Management leans into the message of the "circular economy" and how they are an essential part of this new trend. I'm unsure how new this is since The Salvation Army and Goodwill have run large networks of thrift stores for decades. They may not be as robust as they once were, but they are still much more extensive than SVV.
The company claims that its technology helps set them apart since centralized operations and data science allow them to price merchandise for better sell-through. They do turn their inventory over reasonably rapidly.
Some investors may view SVV as a potential "stock for the lean times ahead" as they might a TheRealReal $REAL or ThredUP $TDUP but none of these companies has been proven to benefit from a down cycle.
At a $3.3B EV the P/E seems high at 35x. I'd be expecting to pay about 1/2 of that valuation.
Kodiak Gas Services $KGS
This is a steady, unspectacular grower servicing the US energy system with compression services, the bulk of it under contract and predictable - and fairly independent from energy prices.

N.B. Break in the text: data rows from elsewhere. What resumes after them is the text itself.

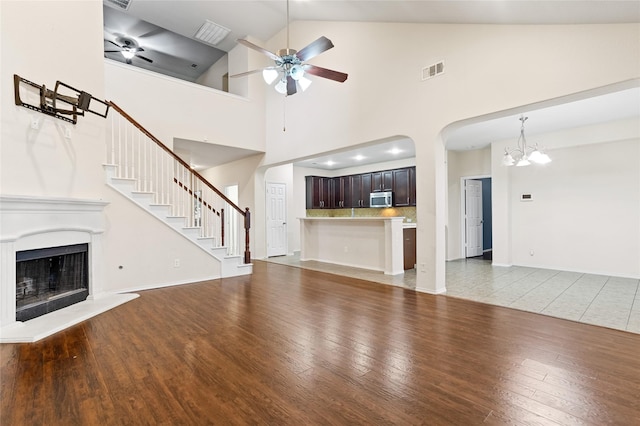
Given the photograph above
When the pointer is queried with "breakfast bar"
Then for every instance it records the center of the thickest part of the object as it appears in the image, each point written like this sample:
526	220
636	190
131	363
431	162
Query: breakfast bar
374	243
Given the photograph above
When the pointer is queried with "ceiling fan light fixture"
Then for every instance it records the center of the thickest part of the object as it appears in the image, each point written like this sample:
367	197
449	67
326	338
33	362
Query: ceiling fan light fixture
128	53
269	75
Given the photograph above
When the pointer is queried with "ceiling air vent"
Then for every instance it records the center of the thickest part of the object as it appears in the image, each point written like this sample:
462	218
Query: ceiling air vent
432	70
211	33
120	4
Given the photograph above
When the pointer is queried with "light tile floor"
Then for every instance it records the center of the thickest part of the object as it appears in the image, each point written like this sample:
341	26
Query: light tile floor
605	301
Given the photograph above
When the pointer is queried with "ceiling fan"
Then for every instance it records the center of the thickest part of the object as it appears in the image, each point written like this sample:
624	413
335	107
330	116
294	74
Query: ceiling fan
129	50
290	67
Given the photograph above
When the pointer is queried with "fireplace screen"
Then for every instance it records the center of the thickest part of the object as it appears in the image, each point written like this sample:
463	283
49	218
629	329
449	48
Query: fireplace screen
50	279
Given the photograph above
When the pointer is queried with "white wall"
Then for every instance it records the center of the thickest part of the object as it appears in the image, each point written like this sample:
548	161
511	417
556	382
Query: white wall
584	216
42	162
170	108
585	213
485	70
486	67
213	77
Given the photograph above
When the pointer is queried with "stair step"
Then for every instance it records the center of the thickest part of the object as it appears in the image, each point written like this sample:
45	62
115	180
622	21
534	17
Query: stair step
176	222
191	232
160	210
143	197
125	185
230	266
206	242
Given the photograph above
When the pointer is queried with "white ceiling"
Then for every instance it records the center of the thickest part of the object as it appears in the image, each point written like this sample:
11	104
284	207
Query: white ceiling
166	29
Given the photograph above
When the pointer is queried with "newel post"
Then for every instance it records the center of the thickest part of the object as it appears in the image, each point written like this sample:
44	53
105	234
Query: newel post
247	226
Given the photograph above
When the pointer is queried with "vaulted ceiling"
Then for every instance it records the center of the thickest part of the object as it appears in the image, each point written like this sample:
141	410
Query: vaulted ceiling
166	31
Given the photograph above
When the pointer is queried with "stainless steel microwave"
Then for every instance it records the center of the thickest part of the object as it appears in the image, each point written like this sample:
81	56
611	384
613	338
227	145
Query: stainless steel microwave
381	199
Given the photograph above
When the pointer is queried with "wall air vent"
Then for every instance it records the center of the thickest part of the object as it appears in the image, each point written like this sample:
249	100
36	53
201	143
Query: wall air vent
211	33
120	4
432	70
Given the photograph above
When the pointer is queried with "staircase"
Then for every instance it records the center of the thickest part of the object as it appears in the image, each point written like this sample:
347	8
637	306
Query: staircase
150	175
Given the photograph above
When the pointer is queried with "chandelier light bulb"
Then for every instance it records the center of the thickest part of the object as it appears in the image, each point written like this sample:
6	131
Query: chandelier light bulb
523	154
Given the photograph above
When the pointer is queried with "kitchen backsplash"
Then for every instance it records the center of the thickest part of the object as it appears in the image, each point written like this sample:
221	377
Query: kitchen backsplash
409	213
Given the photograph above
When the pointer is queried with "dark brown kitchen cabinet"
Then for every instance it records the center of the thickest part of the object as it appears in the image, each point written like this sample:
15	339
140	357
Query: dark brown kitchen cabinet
341	192
360	190
318	192
404	187
382	181
409	237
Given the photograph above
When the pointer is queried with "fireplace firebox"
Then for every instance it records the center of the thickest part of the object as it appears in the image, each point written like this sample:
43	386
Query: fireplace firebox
49	279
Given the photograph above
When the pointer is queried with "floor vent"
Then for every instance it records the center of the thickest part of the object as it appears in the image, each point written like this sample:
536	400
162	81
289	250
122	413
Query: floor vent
432	70
120	4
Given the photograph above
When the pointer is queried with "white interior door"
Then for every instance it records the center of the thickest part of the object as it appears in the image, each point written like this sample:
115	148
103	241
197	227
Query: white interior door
276	219
473	217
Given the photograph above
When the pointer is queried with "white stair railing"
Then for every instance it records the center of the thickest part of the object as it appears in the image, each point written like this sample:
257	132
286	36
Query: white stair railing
156	170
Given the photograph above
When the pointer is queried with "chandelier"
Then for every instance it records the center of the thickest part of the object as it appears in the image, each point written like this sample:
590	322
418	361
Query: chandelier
523	154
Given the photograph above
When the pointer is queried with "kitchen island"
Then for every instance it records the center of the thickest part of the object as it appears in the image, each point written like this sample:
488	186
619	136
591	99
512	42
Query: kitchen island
362	242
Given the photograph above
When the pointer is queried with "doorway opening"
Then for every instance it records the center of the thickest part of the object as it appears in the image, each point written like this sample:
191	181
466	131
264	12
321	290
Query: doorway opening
476	223
276	216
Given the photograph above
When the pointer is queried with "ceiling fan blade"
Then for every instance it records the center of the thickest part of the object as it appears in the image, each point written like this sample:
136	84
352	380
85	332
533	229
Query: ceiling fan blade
259	49
325	73
242	74
314	49
291	86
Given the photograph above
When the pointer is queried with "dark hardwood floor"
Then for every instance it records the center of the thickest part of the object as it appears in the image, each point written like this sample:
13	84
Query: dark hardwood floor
288	346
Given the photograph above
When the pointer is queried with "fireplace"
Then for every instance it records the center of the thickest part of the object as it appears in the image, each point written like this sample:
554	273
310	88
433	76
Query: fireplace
51	255
49	279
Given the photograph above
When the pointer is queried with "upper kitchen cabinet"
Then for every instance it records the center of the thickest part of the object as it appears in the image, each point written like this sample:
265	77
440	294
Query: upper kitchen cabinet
319	192
404	187
382	181
360	190
341	192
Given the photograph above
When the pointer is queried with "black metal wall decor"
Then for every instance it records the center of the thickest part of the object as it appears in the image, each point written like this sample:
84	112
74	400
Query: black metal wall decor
78	101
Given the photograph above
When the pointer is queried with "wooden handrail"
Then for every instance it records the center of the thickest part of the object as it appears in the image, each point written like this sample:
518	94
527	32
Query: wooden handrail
245	213
172	154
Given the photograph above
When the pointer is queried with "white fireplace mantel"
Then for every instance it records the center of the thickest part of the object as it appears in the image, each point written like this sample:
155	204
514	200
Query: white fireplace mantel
29	222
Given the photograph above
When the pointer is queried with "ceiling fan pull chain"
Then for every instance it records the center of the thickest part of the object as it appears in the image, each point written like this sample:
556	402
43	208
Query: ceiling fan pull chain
284	113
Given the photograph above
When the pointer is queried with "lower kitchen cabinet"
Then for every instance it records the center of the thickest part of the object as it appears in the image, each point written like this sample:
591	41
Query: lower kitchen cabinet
409	240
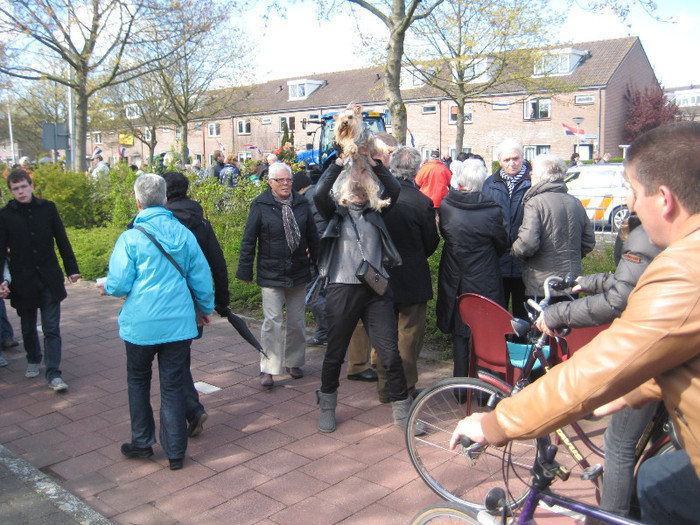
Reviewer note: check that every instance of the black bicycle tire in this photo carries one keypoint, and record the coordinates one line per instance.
(444, 509)
(437, 411)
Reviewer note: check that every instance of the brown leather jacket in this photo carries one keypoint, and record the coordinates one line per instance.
(656, 343)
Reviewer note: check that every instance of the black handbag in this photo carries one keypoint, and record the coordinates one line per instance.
(367, 273)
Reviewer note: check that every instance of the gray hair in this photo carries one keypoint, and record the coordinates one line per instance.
(278, 166)
(470, 175)
(548, 168)
(150, 190)
(405, 162)
(508, 145)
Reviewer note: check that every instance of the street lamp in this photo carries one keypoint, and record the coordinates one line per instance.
(577, 121)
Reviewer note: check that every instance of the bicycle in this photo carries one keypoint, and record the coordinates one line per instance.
(466, 477)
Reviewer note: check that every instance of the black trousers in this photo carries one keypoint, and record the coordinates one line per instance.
(345, 305)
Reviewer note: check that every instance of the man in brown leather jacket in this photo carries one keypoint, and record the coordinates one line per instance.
(652, 352)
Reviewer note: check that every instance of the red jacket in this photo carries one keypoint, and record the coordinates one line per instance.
(433, 179)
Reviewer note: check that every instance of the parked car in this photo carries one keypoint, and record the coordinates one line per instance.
(601, 189)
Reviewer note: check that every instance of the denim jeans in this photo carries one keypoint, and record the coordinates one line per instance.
(345, 305)
(668, 489)
(621, 436)
(6, 331)
(172, 371)
(50, 319)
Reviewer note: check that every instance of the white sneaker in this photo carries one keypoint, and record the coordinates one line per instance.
(57, 384)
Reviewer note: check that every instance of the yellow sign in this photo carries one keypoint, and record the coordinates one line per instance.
(126, 139)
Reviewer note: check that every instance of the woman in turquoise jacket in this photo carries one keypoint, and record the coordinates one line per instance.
(158, 316)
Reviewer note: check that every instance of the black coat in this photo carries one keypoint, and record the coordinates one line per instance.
(191, 215)
(277, 265)
(475, 238)
(411, 224)
(29, 231)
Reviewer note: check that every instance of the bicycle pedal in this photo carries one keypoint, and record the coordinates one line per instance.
(592, 473)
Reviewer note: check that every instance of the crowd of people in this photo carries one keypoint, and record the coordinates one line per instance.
(354, 248)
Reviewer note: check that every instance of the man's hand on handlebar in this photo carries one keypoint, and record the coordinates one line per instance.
(470, 427)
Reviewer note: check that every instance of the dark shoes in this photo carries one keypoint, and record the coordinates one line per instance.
(295, 372)
(266, 380)
(369, 375)
(196, 426)
(132, 451)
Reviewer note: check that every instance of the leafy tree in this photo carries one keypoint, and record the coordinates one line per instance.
(647, 110)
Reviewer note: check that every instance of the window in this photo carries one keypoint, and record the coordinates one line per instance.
(537, 108)
(468, 116)
(290, 121)
(532, 151)
(243, 126)
(131, 111)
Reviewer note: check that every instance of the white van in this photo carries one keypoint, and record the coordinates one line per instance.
(601, 189)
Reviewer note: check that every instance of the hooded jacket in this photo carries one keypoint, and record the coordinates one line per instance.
(159, 307)
(475, 238)
(655, 344)
(555, 235)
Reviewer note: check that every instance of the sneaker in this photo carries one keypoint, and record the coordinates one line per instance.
(132, 451)
(57, 384)
(197, 424)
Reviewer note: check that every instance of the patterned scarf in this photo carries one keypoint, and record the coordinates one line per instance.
(291, 228)
(512, 182)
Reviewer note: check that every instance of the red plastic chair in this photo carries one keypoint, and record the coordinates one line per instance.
(489, 323)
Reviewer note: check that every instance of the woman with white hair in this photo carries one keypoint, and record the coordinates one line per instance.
(475, 238)
(555, 233)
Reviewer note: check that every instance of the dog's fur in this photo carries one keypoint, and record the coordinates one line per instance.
(358, 144)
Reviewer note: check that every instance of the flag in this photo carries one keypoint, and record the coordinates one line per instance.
(572, 131)
(413, 142)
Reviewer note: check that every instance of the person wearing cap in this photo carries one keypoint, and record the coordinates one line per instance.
(433, 179)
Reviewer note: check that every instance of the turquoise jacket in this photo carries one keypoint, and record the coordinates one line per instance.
(158, 307)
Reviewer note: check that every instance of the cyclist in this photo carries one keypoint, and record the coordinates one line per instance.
(608, 298)
(652, 352)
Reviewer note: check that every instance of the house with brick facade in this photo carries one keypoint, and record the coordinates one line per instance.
(597, 73)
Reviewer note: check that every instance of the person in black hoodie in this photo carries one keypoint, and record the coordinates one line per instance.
(475, 239)
(191, 215)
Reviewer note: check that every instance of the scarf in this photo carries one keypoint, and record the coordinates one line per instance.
(512, 182)
(291, 228)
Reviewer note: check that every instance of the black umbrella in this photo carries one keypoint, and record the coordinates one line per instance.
(242, 328)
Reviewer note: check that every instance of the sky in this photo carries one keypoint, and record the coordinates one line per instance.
(300, 45)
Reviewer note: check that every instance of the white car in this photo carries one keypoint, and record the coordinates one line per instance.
(601, 189)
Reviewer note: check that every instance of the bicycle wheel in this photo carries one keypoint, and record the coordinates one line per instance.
(443, 513)
(465, 475)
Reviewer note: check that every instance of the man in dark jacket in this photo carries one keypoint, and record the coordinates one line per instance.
(411, 223)
(282, 226)
(191, 215)
(507, 187)
(28, 227)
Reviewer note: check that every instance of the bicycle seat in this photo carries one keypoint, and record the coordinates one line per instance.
(489, 323)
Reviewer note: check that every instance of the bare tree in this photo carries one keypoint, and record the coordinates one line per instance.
(93, 39)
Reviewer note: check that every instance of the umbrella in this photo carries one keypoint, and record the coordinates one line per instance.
(243, 330)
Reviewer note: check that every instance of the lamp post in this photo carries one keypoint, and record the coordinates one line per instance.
(578, 121)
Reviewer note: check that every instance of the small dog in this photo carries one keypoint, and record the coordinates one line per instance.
(358, 143)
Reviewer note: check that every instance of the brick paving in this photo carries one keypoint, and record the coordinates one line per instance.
(259, 460)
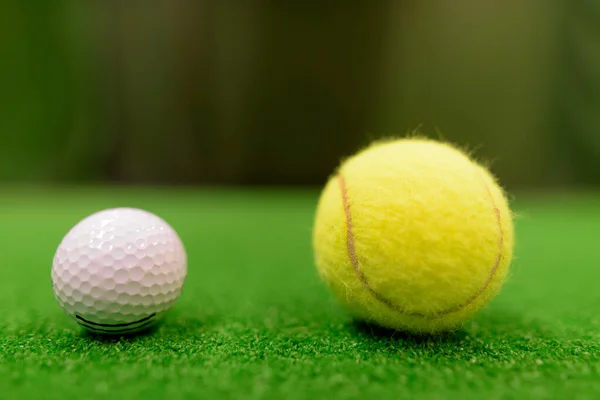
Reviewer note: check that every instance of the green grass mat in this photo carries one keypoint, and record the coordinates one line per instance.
(255, 321)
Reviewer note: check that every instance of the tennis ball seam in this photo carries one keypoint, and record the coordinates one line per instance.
(351, 249)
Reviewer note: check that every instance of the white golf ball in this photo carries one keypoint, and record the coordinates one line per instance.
(119, 270)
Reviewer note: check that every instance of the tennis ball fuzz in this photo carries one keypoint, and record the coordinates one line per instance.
(413, 235)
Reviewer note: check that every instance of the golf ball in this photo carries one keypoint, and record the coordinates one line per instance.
(119, 270)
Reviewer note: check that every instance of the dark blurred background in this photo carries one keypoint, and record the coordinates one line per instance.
(275, 93)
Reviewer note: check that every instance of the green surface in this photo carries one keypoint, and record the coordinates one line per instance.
(256, 322)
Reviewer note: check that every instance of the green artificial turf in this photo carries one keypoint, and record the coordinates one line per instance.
(256, 322)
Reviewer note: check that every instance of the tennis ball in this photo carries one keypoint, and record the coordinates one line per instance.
(413, 235)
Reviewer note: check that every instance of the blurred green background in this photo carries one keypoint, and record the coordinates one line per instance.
(275, 93)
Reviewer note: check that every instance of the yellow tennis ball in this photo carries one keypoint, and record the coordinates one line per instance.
(413, 235)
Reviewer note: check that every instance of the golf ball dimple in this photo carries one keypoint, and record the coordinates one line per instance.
(119, 270)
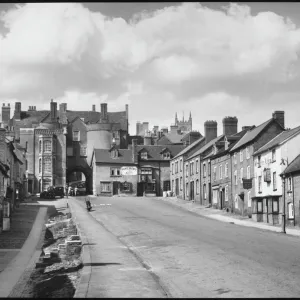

Margins are high. In 2022, they had adjusted EBITDA of $400M on just over $700M of revenue. Even with steady CapEx, the company is a cash flow machine.
This kind of cash flow makes it easy to raise debt, and the company has piled $2.8B on the balance sheet. Pro-forma debt will drop to just over $1.8B.
Pricing here is also at a premium. The EV of $3.5B is 2x sales and over 21x earnings.
It's been a tough year for energy which may help Kodiak get into energy-focused portfolios because they are less dependent on price to maintain high margins.
Fidelis Insurance Holdings $FIHL
Of the three this one interests me the most. Fidelis serves more specific markets where a company can develop a competitive edge and achieve better pricing and margins.
Growth has been modest but operating returns on equity are high at 21% although the company is guiding them lower to a target range of 13-15%.
There's a complicated framework in place for underwriting support with the private Fidelis MGU.
This one at least makes the watch list. At an EV of $1.8B it's being offered at a ~15x P/E. Demand will be driven by institutions. If the shares dip post IPO then it might get attractive enough to buy.